In the case of the social media tax, the engineers wrote a new rule requiring that the request be run through the charging system. When a user pays the tax, the mobile money system itself communicates with the charging system, sending information including the phone number and period of validity for their tax payment. So, when a request for access to any of the taxable apps is sent to the charging system, that phone number is checked against information sent in from the mobile money system. If everything checks out, the request is served. If there is no record of tax payment or the payment has expired, the request is denied.

In many ways, Uganda’s big three mobile network companies find themselves between a rock and a hard place. On the one hand social media apps have been key in driving usage, particularly for customers paying more for internet data.
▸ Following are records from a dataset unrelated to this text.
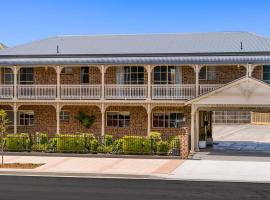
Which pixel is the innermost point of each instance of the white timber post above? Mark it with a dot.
(197, 130)
(57, 118)
(15, 72)
(197, 71)
(58, 87)
(148, 119)
(149, 71)
(192, 134)
(102, 82)
(103, 109)
(15, 109)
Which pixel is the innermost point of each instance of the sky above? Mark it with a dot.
(23, 21)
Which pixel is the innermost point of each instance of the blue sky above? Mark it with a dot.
(23, 21)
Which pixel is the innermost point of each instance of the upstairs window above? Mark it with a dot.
(167, 75)
(207, 73)
(26, 76)
(84, 75)
(67, 71)
(266, 73)
(130, 75)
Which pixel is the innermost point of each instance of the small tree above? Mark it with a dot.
(3, 128)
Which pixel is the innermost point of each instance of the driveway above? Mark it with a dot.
(253, 138)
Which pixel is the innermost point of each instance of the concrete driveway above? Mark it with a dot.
(253, 138)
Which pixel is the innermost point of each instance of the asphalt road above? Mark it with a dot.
(49, 188)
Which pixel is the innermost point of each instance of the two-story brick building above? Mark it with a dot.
(133, 84)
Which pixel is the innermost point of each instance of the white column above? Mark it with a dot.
(58, 118)
(149, 71)
(58, 87)
(192, 134)
(197, 71)
(148, 119)
(102, 82)
(15, 72)
(197, 130)
(15, 109)
(102, 120)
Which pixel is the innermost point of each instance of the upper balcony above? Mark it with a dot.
(115, 83)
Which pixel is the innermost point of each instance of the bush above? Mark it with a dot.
(117, 146)
(104, 149)
(136, 145)
(108, 140)
(162, 147)
(70, 143)
(17, 142)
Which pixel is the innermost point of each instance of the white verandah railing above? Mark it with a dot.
(36, 91)
(204, 88)
(80, 91)
(6, 91)
(122, 91)
(175, 91)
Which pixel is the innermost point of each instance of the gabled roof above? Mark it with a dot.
(243, 91)
(185, 43)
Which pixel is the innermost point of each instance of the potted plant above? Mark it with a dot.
(202, 142)
(209, 138)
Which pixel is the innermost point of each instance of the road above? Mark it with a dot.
(49, 188)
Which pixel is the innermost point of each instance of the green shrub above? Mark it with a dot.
(162, 147)
(42, 138)
(136, 145)
(104, 149)
(155, 138)
(174, 142)
(117, 146)
(17, 142)
(108, 140)
(70, 143)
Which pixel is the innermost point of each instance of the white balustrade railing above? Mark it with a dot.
(175, 91)
(204, 88)
(80, 91)
(125, 91)
(36, 91)
(6, 91)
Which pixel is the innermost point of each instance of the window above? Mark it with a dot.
(266, 73)
(64, 115)
(26, 76)
(84, 75)
(67, 71)
(26, 118)
(118, 119)
(7, 76)
(168, 119)
(167, 75)
(207, 73)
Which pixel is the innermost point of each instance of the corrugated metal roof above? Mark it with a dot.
(141, 60)
(213, 42)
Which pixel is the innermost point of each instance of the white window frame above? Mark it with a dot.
(63, 114)
(169, 120)
(30, 112)
(118, 113)
(208, 71)
(67, 71)
(8, 71)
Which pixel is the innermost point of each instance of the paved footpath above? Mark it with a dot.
(95, 165)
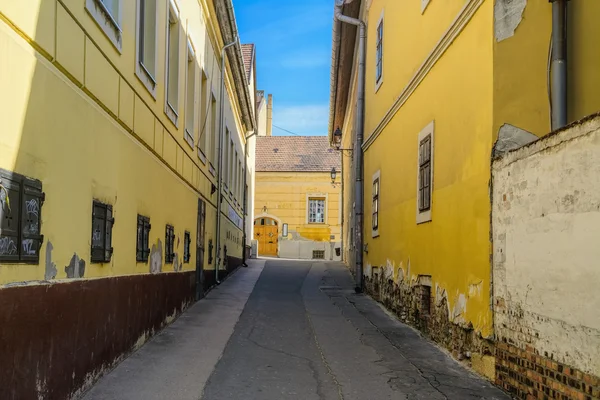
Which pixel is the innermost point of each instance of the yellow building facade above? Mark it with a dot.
(108, 163)
(297, 204)
(447, 83)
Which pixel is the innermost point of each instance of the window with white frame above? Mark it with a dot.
(231, 164)
(107, 14)
(172, 105)
(190, 95)
(379, 52)
(375, 204)
(146, 44)
(316, 210)
(425, 174)
(204, 104)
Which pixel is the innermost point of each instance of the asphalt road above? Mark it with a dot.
(290, 330)
(304, 334)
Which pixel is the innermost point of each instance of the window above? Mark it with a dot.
(169, 244)
(213, 129)
(21, 202)
(107, 14)
(425, 174)
(190, 96)
(146, 46)
(316, 210)
(203, 118)
(379, 61)
(142, 248)
(375, 209)
(102, 224)
(424, 4)
(186, 247)
(231, 165)
(172, 64)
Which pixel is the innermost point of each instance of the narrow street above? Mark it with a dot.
(290, 329)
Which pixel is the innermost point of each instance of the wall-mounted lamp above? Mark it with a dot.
(337, 140)
(333, 176)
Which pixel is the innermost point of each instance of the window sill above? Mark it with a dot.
(172, 114)
(423, 217)
(189, 139)
(201, 156)
(105, 22)
(146, 78)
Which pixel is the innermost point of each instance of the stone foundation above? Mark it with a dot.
(528, 375)
(416, 305)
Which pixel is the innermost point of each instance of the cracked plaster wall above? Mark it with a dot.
(546, 225)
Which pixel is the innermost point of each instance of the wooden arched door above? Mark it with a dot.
(266, 232)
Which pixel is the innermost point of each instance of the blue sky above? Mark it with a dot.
(293, 42)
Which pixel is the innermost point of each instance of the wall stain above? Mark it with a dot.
(50, 272)
(156, 258)
(76, 267)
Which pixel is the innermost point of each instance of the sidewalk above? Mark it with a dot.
(178, 361)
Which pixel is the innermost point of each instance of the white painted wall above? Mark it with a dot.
(546, 240)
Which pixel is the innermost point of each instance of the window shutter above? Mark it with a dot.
(10, 207)
(31, 218)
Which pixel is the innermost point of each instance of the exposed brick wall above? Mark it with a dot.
(529, 375)
(407, 302)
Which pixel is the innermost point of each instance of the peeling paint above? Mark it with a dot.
(156, 258)
(510, 138)
(508, 14)
(51, 271)
(76, 267)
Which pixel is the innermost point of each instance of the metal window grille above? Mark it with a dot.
(425, 174)
(376, 204)
(186, 247)
(142, 249)
(102, 224)
(316, 211)
(169, 244)
(379, 63)
(21, 201)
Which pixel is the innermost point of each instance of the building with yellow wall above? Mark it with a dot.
(448, 83)
(297, 204)
(108, 163)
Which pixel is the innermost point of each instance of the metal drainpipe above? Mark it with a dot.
(359, 129)
(220, 171)
(559, 64)
(245, 197)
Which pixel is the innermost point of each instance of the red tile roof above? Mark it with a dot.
(295, 154)
(248, 54)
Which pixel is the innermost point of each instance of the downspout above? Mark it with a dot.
(559, 64)
(220, 171)
(359, 129)
(342, 207)
(245, 197)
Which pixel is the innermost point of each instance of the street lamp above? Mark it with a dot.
(337, 140)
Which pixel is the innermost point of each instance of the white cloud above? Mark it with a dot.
(310, 119)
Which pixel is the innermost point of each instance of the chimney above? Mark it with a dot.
(270, 115)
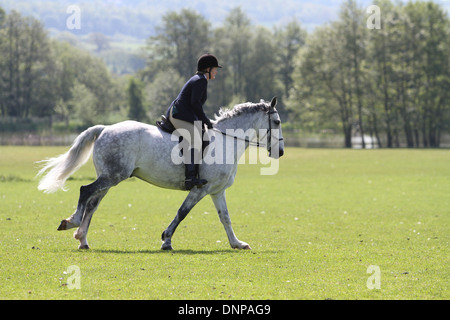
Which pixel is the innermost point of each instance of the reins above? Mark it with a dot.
(252, 143)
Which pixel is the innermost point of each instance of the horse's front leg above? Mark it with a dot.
(221, 206)
(192, 199)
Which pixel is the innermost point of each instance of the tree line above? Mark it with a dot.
(390, 83)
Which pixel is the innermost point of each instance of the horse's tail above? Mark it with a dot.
(63, 166)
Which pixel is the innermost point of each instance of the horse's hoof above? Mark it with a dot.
(63, 225)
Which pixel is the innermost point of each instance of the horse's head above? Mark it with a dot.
(275, 142)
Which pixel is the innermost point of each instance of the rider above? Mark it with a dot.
(188, 108)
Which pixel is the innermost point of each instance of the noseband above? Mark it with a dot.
(257, 144)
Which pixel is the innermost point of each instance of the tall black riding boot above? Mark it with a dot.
(191, 171)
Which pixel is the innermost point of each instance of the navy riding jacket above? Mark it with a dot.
(188, 106)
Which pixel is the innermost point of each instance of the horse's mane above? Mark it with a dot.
(247, 107)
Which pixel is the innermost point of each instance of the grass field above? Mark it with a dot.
(315, 228)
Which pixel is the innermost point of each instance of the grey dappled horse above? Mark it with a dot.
(133, 149)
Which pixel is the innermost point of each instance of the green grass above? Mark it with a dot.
(315, 228)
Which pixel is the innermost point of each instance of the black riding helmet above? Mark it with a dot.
(207, 61)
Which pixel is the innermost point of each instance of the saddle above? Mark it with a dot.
(165, 125)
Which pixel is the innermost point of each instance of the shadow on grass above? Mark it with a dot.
(159, 251)
(174, 252)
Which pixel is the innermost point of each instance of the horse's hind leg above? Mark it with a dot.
(76, 218)
(192, 199)
(91, 207)
(221, 206)
(90, 197)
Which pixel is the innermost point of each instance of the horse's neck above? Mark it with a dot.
(243, 121)
(244, 126)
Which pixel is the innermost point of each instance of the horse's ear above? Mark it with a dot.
(274, 102)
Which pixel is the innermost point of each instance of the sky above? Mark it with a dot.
(310, 13)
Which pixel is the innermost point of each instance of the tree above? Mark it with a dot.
(24, 50)
(180, 40)
(289, 41)
(135, 100)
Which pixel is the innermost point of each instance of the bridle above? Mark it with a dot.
(257, 144)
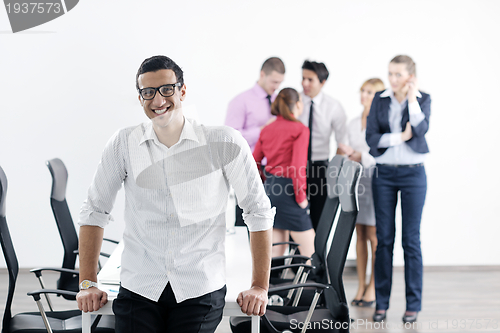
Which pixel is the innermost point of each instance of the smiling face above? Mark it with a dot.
(162, 110)
(398, 77)
(367, 93)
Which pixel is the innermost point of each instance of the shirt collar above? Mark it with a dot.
(187, 133)
(389, 93)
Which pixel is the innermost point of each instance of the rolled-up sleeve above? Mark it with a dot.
(243, 176)
(107, 181)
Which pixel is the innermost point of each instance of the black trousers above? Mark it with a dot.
(316, 189)
(134, 313)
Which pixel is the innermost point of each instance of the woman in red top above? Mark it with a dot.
(284, 143)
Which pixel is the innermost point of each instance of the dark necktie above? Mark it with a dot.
(269, 99)
(309, 150)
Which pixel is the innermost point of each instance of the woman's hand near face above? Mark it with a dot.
(407, 134)
(412, 89)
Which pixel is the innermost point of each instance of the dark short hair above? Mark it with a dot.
(273, 64)
(317, 67)
(157, 63)
(411, 67)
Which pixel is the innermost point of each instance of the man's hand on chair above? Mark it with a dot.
(253, 301)
(91, 299)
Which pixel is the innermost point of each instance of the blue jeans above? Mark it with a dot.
(412, 183)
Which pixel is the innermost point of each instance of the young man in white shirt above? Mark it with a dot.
(328, 118)
(176, 174)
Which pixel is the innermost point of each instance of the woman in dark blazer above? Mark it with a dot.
(395, 133)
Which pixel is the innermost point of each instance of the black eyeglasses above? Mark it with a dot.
(166, 90)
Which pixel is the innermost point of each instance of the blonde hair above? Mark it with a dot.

But on the other, if they don’t implement these new rules, under the terms of their licenses they could be fined or suspended by the regulator. But it’s also notable that there has been little public pushback from the operators.

Smaller internet service providers are not even bothering with the details of the new regulatio . They have simply increased the cost of data across the board, assuming that whoever has access to the internet will in fact use anyone of the now taxable sites or apps at least once a day. Tangerine, a smaller ISP in Kampala, sent messages to their customers announcing that its monthly bundles of data will now cost an extra 6,000 Ugandan shillings, following a government directive to tax use of over the top internet services.

This approach is contradiction with Museveni’s earlier reassurances that the tax would not apply to data itself because the wider internet is useful for educational purposes.


Meanwhile, five users and one technology company, have taken their disagreement with the tax to the Constitutional Court. They are suing the Uganda Communications Commission, Uganda Revenue Authority and the country’s Attorney General. Raymond Mujuni, a journalist with a local TV station is one of the people who filed the petition. His main argument is the tax is will exclude young people’s voices from public discourse online and offline because social media is both a core platform their expression and also what mainstream media journalists turn to, when sourcing from young people. In his affidavit, he refers the court to an earlier freedom of speech judgment made in favor of two other Ugandan journalists: Charles Onyango Obbo and Andrew Mwenda.

“The judges in that case ruled that any limitations on freedom of expression must be based on demonstrably justifiable reasons. In this case, the government has many other alternatives for revenue generation that don’t limit freedoms,” Mujuni said. Silver Kayondo, another petitioner swore an affidavit that lays out a whole range of objections including that, the president’s personal views about social media cannot be a basis for national tax law. The tax was first suggested by president Yoweri Museveni who complained that social media was being used for gossip. The petition raises other issues including net neutrality and double taxation.